Endocrine Abstracts

Introduction: Primary thyroid angiosarcoma (TAS) is a rare malignancy that arises from endothelial cells, and nearly all reported cases originate from the Alpine region of central Europe. Most of the patients are female, elderly, with a history of goiter. Generally, TAS arises as a painless infiltrating mass and patients present with compression symptoms due to the brisk tumor growth. Other TAS clinical presentations are varied and highly non-specific. Metastasis occur early in the disease history, and preferential sites include loco-regional lymph nodes, lungs and bone marrow.

Case report: We present a case of a 49 year old portuguese female patient presenting with a painless, rapidly growing cervical mass and complaints of hoarseness. At the physical examination we observed a large, hard mass, occupying the entirety of the left thyroid lobe. The patient underwent a fine needle aspiration of the lesion, but while suggestive of malignancy, the results were inconclusive. The cervical CT scan revealed an increased volume of the left lobe of the thyroid due to an heterogeneous mass with a long axis of 62 mm. The thoracic CT scan identified several bilateral nodules suggestive of metastatic involvement of the lung. The patient was subjected to a total thyroidectomy and central compartment neck dissection. Histologic examination confirmed the diagnosis of angiosarcoma. Immunohistochemical staining was positive for CD31, CD34 and factor VIII but negative for thyroglobulin, calcitonin and TTF-1. The patient was started on chemotherapy with paclitaxel. While undergoing the second cycle of chemotherapy a new left cervical nodular mass appeared adjacent to the internal jugular vein with no surgical indication. At this point the patient started radiation therapy treatment. Eight months after the initial diagnosis the local recurrence is stable and the pulmonary metastasis reduced in size. Currently the patient is undergoing her 22nd cycle of chemotherapy.

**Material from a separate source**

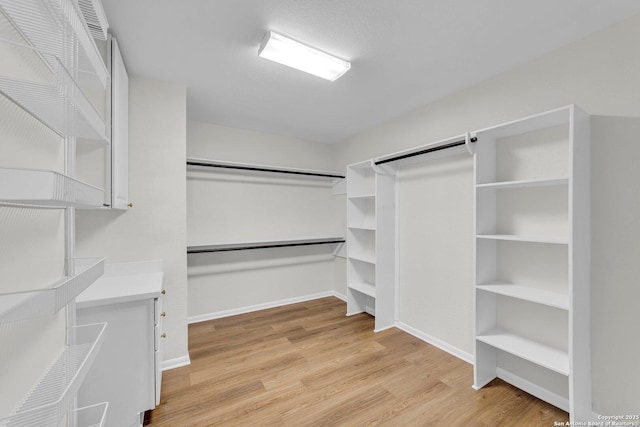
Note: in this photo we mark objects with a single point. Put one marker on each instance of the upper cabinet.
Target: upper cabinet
(119, 129)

Discussion: As is often the case in TAS, in this case the patient presented with metastatic dissemination at the time of diagnosis. Radical surgery was an early option in order to minimize local growth symptoms. Afterwards chemotherapy associated with radiotherapy helped the patient achieve a certain degree of stability. The prognosis is poor and there is no defined management strategy for TAS. Currently the therapeutic gold-standard is radical surgery. Systemic therapy is indicated for disseminated disease control and palliative care. Otherwise, due to an extremely low incidence, therapeutic options remain very much institution-dependent.